'BMGK kararı 'Kıbrıs Raporu' ile bağdaşmıyor'
Türkiye Dışişleri Bakanlığı Birleşmiş Milletler Güvenlik Konseyi'nin Kıbrıs’ta konuşlu Birleşmiş Milletler Barış Gücü Misyonu’nun görev süresini altı ay daha uzatan dünkü kararını eleştirdi.
Türkiye Dışişleri Bakanlığı Birleşmiş Milletler Güvenlik Konseyi'nin (BMGK) Kıbrıs’ta konuşlu Birleşmiş Milletler Barış Gücü Misyonu’nun (BMBG) görev süresini altı ay daha uzatan dünkü kararını eleştirdi.
Yapılan açıklamada, BMGK kararının Genel Sekreter'in raporlarıyla bağdaşmadığı kaydedildi.
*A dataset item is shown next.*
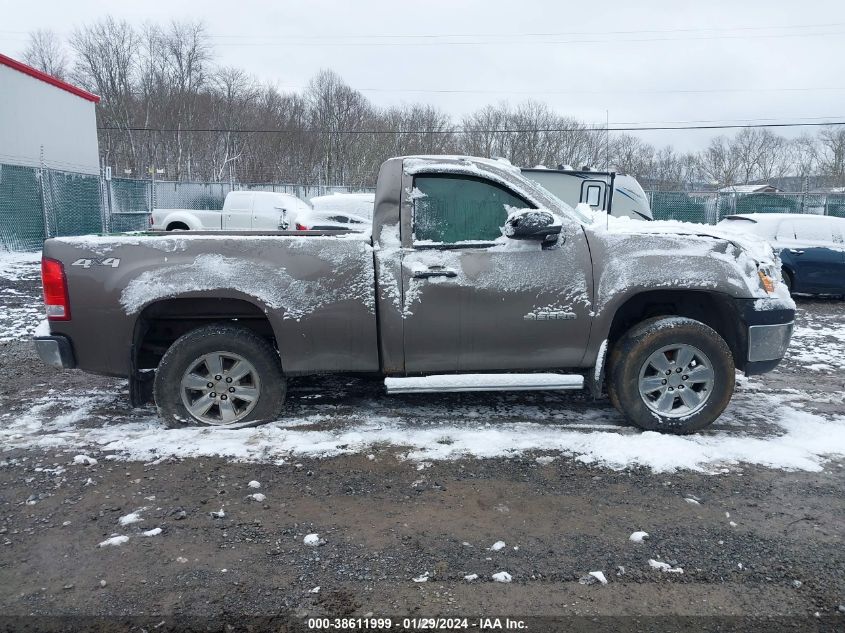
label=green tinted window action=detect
[414,175,534,244]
Türkiye Dışişleri Bakanlığı açıklamasında şu ifadeler kullanıldı:
"BM Genel Sekreteri’nin Güvenlik Konseyi’ne sunduğu gerek Kıbrıs’taki İyi Niyet Misyonuna ilişkin 15 Ekim 2018 tarihli raporunda, gerek BMBG’ye ilişkin 11 Ocak 2019 tarihli son raporunda, herhangi bir çözüm modeline atıfta bulunulmayarak, yeni fikirlerin geliştirilmesine vurgu yapılmıştı. Buna rağmen, Güvenlik Konseyi, bu son karar metninde BM Genel Sekreteri’nin görüşlerinin ötesine geçen bir tutum benimsemiş, ayrıca Genel Sekreter’in geçici olarak görevlendirdiği BM yetkilisi tarafından gerçekleştirilmekte olan temasların sonucuna ve çözüm sürecinin gelecekte alabileceği şekle dair peşin hükümler kaydetmiştir.
Karar bu açıdan Kıbrıs meselesinin çözümüne yönelik çabalara gerçekçi bir katkıda bulunmamakta ve Genel Sekreter’in sözkonusu raporlarıyla da bağdaşmamaktadır.
Diğer taraftan, BM’nin yerleşik uygulamalarına aykırı bir şekilde, BMBG’nin görev süresinin uzatılması hususunda KKTC makamlarının rızasının alınmamış olması da önemli bir eksikliktir."
"FEDERAL ÇÖZÜMÜ DIŞLAMADAN TÜM ALTERNATİFLER MASADA OLMALI"
Crans Montana’daki müzakerelerin, Kıbrıs Rum tarafının uzlaşmaz, kendisini Ada’nın tek sahibi, Kıbrıs Türk halkını ise azınlık olarak gören tutumu nedeniyle sonuç alınamadan kapandığını kaydeden Türkiye Dışişleri Bakanlığı, yeni bir müzakere süreci başlatılacaksa, bunun sonuç odaklı bir süreç olması ve bu sürecin tüm parametrelerinin önceden belirlenmesi gerektiğini de vurguladı. Açıklamada ", bu çerçevede, iki bölgeli, iki kesimli ve siyasi eşitliğe dayalı federal çözümü dışlamadan tüm alternatiflerin masada olması lazım geldiği yönündeki görüşümüzü koruyoruz. Önümüzdeki dönemdeki herhangi bir sürecin, ancak Ada’daki mevcut gerçekleri ve iki tarafın siyasi eşitliğini temel alması halinde başarılı olabileceğini düşünüyoruz." denildi.